Tip I ve Tip II FLT3 İnhibitörlerine Maruz Kaldıktan Sonra FLT3 Mutant Eksprese Eden 32D Hücrelerde DNA Hasarını Ölçmek için Kuyruklu Yıldız Testi

32D FLT3 mutant hücreler üzerindeki tip I ve tip II FLT3 inhibitörlerinin genotoksisitesini sistematik olarak değerlendirmek için kuyruklu yıldız testini kullanıyoruz ve AML'de klinik optimizasyon için kritik veriler sağlıyoruz. İşlemler sırasında, mikrocerrahi aletinin yanlış kullanımı slaytı değiştirerek numune kaybına neden olur. Araştırmalar, tip II inhibitör olarak AC220'nin FLT3 mutant hücrelere daha ciddi DNA hasarı verdiğini ve terapötik direncin üstesinden gelmek için DNA hasarı hassasiyetinden yararlanarak kombinasyon tedavileri geliştirmek için önemli bilgiler sağladığını gösteriyor.

AML tedavisinde FLT3 inhibitörlerinin etki mekanizmasını araştırmak ve FLT3 inhibitörlerine dayalı ikili ilaç veya çoklu ilaç kombinasyon tedavisi stratejileri geliştirmek. Başlamak için, bir pipet kullanarak 1,5 mililitrelik tüplerde 10'a bir düşük erime noktalı agaroz ve hücre süspansiyonu karışımı hazırlayın ve hafifçe karıştırın. Agaroz hücre karışımının 55 mikrolitrelik kısımlarını, 45 derecelik bir açıyla tutulan bir pipet kullanarak kuyruklu yıldız slaytlarına dağıtın.

Daha sonra karışımla kaplanmış slaytları karanlık bir ortamda 30 dakika boyunca dört santigrat derecede yerleştirin. Katılaşmış slaytları önceden soğutulmuş lizis çözeltisine batırın ve slaytları ışıktan koruyarak dört santigrat derecede en az bir saat inkübe edin. Lizisten sonra, slaytları lizis çözeltisinden çıkarın.

Bir pipet tabancası kullanarak küreğin etrafındaki mümkün olduğu kadar fazla kalan sıvıyı dikkatlice emdirin. Ardından, slaytları alkali elektroforez tamponuna yerleştirin ve karanlıkta dört santigrat derecede bir saat boyunca ön dengelenmelerine izin verin. Şimdi slaytları elektroforez odasına yerleştirin.

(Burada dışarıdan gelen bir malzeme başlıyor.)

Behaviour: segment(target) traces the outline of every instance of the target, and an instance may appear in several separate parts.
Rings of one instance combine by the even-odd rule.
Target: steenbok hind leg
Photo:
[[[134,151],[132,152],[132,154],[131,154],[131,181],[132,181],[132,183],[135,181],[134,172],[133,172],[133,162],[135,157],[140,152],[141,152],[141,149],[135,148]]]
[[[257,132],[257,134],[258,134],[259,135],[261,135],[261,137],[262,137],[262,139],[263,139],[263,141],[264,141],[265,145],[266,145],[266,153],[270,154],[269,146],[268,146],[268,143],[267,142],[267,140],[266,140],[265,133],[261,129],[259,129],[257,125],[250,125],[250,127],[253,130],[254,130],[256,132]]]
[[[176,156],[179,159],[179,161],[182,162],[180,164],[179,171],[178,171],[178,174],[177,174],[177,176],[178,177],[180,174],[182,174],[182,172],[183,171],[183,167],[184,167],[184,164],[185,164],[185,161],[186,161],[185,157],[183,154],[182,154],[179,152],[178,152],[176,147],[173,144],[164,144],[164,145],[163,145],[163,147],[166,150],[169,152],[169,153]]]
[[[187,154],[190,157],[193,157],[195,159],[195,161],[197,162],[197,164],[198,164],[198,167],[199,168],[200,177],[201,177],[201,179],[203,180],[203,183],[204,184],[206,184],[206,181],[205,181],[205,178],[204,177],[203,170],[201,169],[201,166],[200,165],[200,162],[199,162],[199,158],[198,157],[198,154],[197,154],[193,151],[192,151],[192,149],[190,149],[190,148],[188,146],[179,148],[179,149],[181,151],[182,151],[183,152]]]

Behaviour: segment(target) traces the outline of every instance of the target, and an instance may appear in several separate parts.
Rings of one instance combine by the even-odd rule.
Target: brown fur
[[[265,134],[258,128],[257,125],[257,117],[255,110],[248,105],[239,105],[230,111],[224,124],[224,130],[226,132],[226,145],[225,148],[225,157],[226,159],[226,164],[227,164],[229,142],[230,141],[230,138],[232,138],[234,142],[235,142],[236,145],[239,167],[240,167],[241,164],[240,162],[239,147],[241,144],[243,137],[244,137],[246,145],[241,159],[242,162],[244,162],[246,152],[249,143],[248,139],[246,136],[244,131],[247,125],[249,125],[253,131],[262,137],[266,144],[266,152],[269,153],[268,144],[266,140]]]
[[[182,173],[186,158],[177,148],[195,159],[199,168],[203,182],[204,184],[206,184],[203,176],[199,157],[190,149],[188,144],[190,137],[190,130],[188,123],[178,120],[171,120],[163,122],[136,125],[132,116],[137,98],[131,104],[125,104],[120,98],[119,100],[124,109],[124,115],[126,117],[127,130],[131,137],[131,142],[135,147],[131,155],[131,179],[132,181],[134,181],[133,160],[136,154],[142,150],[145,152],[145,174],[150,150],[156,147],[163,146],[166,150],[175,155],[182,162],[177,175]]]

Slaytları tamamen daldırmak için, yeterince önceden soğutulmuş alkalin elektroforez çözeltisi ekleyin. DNA hasarını azaltmak için önceden dengelenmiş bir tampon kullanarak elektroforezi 30 dakika boyunca sabit bir akımla 24 voltta çalıştırın. Elektroforezden sonra, alkalin elektroforez tamponunu slaytın etrafından aspire etmek için bir pipet tabancası kullanın.

Slaytları beş dakika boyunca çift damıtılmış suya batırın, ardından slaytları beş dakika boyunca %70 etanole batırın. Slaytları kuruması için 15 dakika boyunca 37 santigrat dereceye ayarlanmış bir inkübatöre yerleştirin. Ardından, slaytın her bir oyuğuna 100 mikrolitrelik bir YeaRed nükleik asit boyası alikotu uygulayın.

Slaytları ışıktan korunan bir ortamda 28 santigrat derecede 30 dakika inkübe edin. Fazla lekeyi çıkarmak için slaytları suyla hafifçe durulayın ve 37 santigrat derecelik bir inkübatörde kurutun. Kuyruklu yıldız tahlili, FLT3 mutant hücre hatlarında Gilteritinib ve AC220 tarafından indüklenen diferansiyel DNA hasar profillerini ölçmek için sistematik olarak kullanıldı.

Kuyruk DNA yüzdesinin kantitatif analizi, her iki bileşiğin de iki, dört ve altı saat sonra DNA hasarını önemli ölçüde artırdığını ve AC220'nin her zaman noktasında Gilteritinib'den daha yüksek hasar seviyeleri ürettiğini doğruladı. Tüm moment kuyruk ölçümleri, her iki tedavi için de iki saatten altı saate istatistiksel olarak anlamlı artışlar ve baştan sona AC220 grubunda gözlemlenen daha yüksek OTM değerleri ile kuyruk DNA eğilimini yansıttı.